Route de nuit - Francis Picabia : la première Art Car
Quels seront les anniversaires à célébrer en 2023 ? En voici un premier que nous vous suggérons pour remonter aux racines des Art Cars.
Indianapolis, le 30 mai 1923. Sur l’ovale mythique où se déroulent les 500 Miles d’Indianapolis depuis 1911, il faut compter avec les constructeurs français. Ils ont même déjà gagné à de nombreuses reprises : Peugeot en 1913, 1916 et 1919 et Delage en 1914.
En 1923, Bugatti décide de tenter sa chance avec cinq voitures qui sont engagées par leurs pilotes. Les Types 30 sont dotées d’une caisse fuselée, bleue, qui a été qui a été conçue par Louis Béchereau, aérodynamicien qui travaille pour la firme aéronautique Spad.
Au Grand Prix de l’A.C.F. 1923, Bugatti engage le tank, une voiture dotée d’une caisse totalement enveloppante, mais à Indianapolis il s’agit d’un modèle plus classique avec les roues à l’air libre.
Pour la première fois, on voit s’esquisser le radiateur en forme de fer à cheval, encore que celui-ci soit habillé d’un profilage.
Malgré cette forme séduisante, le résultat des Bugatti n’est pas brillant à Indianapolis, avec une seule voiture à l’arrivée d’une course remportée par une Miller…
Mais l’histoire retiendra surtout que la Bugatti de Pierre de Vizcaya se caractérisait par une particularité plus enthousiasmante que n’importe quel résultat sportif : un tigre peint par Francis Picabia. C’est sans doute la première fois de l’histoire qu’une automobile prête le flanc, au sens propre, à une œuvre d’art.
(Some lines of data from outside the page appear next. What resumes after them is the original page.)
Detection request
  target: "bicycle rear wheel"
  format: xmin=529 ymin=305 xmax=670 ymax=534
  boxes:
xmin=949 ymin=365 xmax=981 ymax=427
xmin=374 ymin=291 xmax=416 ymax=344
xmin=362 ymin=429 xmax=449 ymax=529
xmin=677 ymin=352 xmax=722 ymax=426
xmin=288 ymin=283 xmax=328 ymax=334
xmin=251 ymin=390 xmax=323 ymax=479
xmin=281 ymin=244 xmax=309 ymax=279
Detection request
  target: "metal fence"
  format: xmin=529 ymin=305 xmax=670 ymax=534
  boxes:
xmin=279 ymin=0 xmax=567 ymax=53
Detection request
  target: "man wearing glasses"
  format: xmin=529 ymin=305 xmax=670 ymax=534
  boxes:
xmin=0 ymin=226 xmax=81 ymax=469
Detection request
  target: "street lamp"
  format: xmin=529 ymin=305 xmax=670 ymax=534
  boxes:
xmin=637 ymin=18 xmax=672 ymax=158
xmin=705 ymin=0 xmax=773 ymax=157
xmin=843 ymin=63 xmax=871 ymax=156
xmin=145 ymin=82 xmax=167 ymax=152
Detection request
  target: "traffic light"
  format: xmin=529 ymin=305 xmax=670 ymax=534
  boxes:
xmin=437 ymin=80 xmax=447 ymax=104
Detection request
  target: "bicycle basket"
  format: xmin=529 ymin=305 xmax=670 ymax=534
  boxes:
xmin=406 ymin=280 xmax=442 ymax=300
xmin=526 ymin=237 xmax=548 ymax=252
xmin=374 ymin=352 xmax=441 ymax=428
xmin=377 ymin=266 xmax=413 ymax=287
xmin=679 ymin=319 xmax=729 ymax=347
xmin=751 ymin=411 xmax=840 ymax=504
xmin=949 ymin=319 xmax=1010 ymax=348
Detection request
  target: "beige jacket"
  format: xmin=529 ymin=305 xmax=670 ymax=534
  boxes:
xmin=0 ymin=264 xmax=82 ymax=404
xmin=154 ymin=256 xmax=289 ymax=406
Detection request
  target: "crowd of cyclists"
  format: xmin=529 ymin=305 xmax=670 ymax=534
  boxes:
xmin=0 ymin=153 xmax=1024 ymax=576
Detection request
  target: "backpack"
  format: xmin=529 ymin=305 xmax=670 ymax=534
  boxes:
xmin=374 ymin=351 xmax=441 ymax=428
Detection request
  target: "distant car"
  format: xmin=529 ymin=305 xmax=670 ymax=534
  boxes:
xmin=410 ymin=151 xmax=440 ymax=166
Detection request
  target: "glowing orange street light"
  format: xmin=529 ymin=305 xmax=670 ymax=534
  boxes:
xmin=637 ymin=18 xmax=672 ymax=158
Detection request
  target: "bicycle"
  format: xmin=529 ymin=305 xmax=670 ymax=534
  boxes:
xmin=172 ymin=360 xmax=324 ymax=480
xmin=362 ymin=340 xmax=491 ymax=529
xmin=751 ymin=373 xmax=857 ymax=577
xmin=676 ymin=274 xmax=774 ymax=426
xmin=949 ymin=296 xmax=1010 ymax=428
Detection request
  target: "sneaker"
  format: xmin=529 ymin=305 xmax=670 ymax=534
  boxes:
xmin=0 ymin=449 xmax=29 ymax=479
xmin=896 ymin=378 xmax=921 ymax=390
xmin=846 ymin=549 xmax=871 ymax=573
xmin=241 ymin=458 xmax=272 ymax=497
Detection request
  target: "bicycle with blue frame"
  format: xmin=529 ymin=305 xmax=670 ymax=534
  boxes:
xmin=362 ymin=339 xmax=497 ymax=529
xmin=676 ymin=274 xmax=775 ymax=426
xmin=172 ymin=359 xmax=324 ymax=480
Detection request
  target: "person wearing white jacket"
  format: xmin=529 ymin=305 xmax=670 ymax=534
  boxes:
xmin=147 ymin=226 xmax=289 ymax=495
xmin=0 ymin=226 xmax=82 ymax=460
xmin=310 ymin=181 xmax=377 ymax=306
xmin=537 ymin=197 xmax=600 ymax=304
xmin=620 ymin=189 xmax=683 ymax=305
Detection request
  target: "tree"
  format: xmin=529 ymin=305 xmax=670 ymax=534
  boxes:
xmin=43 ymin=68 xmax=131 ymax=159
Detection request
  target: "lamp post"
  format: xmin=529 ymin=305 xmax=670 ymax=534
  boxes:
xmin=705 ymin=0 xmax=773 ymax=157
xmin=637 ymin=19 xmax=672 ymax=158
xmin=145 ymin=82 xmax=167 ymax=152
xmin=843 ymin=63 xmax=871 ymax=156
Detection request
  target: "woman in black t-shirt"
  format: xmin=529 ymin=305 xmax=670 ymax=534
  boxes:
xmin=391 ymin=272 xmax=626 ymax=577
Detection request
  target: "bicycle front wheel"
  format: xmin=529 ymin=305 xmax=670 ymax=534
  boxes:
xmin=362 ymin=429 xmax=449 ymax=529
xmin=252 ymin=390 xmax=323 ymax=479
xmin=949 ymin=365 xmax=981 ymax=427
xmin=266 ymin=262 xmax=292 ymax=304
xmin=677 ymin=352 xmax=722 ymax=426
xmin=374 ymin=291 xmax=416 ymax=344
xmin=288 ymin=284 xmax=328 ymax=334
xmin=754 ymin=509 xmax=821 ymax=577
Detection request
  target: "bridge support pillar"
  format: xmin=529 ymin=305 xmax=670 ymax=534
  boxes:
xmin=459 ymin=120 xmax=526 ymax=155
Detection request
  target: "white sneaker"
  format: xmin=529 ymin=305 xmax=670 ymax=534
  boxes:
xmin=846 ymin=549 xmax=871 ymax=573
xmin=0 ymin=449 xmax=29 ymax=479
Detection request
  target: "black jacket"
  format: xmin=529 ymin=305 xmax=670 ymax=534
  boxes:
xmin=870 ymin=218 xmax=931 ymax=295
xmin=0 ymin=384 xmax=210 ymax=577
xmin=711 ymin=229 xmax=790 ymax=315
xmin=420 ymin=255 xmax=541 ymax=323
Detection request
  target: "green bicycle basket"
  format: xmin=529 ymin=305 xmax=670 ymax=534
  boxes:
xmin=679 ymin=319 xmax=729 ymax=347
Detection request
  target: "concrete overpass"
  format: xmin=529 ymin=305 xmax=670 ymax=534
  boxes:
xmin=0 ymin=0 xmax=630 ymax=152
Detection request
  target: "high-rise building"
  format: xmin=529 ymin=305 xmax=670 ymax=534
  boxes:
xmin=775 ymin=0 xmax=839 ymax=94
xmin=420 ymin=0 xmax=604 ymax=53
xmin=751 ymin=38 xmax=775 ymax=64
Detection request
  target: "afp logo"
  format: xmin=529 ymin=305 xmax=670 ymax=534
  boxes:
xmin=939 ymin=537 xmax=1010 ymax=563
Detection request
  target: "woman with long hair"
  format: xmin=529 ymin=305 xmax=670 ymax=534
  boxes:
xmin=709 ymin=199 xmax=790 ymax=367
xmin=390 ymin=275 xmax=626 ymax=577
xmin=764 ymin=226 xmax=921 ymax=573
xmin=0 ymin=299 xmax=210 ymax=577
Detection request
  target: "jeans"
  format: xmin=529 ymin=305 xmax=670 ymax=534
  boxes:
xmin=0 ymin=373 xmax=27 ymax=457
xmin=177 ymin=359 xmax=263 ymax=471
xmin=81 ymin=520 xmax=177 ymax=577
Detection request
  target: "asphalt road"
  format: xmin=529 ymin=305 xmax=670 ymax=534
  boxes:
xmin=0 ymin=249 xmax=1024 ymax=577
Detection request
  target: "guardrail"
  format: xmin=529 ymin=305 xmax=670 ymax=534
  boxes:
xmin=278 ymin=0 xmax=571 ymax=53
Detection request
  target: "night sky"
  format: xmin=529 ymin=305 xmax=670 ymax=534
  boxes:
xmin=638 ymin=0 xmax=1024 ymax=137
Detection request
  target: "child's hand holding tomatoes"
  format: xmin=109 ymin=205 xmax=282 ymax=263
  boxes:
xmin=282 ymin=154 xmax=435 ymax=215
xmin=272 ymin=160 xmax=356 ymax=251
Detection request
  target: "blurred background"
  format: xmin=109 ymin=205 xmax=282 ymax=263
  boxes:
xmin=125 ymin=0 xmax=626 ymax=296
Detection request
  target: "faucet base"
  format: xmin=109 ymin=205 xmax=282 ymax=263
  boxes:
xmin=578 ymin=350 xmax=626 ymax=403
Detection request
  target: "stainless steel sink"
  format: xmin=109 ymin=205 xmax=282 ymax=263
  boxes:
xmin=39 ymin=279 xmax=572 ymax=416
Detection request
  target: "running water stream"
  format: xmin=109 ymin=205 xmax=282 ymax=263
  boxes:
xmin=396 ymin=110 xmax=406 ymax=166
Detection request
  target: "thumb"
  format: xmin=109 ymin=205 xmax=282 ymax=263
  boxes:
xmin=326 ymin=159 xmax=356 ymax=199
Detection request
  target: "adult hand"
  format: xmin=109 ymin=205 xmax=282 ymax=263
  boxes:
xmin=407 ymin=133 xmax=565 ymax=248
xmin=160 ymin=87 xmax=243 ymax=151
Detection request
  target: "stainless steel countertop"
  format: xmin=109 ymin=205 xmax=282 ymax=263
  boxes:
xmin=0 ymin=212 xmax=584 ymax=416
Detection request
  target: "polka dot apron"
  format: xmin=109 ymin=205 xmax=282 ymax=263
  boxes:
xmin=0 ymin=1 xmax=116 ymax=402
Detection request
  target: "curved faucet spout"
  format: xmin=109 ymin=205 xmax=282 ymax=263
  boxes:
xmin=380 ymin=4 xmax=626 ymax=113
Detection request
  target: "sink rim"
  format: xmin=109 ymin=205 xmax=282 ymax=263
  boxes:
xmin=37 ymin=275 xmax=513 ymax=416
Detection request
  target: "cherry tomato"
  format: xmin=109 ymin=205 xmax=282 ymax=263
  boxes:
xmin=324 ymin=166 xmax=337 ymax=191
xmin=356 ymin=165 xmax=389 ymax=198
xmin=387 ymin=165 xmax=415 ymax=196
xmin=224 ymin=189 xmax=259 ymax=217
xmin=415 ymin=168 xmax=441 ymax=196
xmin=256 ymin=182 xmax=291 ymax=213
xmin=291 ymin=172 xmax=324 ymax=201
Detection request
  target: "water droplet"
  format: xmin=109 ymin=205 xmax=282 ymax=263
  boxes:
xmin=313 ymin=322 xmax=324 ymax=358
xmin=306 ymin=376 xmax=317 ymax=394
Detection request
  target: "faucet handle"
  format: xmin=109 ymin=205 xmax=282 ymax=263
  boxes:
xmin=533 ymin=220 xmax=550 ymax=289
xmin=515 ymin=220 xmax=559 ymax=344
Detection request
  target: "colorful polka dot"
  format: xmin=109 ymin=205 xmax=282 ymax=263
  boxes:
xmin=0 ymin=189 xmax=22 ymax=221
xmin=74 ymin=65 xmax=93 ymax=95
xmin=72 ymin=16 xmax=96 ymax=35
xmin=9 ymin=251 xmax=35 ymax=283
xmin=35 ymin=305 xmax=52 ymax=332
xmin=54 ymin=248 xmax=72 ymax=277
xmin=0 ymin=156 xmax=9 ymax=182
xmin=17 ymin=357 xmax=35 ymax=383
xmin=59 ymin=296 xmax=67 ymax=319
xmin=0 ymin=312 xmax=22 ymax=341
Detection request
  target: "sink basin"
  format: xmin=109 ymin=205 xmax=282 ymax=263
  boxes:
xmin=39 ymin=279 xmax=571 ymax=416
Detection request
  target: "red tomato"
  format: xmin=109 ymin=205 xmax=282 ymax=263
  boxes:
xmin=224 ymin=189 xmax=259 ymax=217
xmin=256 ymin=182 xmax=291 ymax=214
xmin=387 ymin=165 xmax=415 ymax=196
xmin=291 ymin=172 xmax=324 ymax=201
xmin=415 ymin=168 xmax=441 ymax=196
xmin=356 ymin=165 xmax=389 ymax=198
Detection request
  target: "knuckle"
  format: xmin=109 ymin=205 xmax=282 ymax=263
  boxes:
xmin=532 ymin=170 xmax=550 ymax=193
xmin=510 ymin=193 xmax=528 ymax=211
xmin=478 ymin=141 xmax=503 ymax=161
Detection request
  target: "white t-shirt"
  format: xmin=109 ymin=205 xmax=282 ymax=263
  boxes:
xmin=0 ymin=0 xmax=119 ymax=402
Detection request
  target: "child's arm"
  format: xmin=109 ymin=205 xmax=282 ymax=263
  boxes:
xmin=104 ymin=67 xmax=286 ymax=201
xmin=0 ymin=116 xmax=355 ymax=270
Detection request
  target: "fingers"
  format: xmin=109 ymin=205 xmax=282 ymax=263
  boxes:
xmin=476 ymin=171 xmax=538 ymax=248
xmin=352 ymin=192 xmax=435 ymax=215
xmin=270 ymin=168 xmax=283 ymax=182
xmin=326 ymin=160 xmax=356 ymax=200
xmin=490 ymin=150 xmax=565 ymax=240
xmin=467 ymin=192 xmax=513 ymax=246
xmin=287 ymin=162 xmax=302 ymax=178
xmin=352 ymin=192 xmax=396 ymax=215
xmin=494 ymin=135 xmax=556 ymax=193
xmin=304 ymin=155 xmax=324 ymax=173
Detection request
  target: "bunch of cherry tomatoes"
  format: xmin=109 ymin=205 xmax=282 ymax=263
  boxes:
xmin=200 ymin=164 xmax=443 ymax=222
Francis Picabia est particulièrement sensible à l’automobile. À titre personnel, il circule dans des pur-sang. À New York, il utilise une Mercer tandis qu’en Europe on le retrouve au volant d’une Delage. Son ami, le photographe Man Ray a d’ailleurs capturé quelques clichés du peintre aux commandes de ses voitures à grande vitesse.
Dans la peinture du maître du dadaïsme, la mécanique est omniprésente. Pour le mouvement Dada, la machine est un agent de dérision et de destruction, un support de fantasmes qui stigmatise toutes les activités humaines. Lorsqu’il fait le portrait de Marie Laurencin, Francis Picabia peint un ventilateur. Le portrait d’une jeune fille américaine en état de nudité est une bougie d’allumage. Gabrielle Buffet prend les traits d’un pare-brise. L’enfant carburateur est constitué de poulies, de ressorts et de pas de vis. !
Picabia se souvient des visions furtives d’un angle de route éclairé, une fraction de seconde, par le pinceau lumineux des phares. Une route de nuit, bien sûr.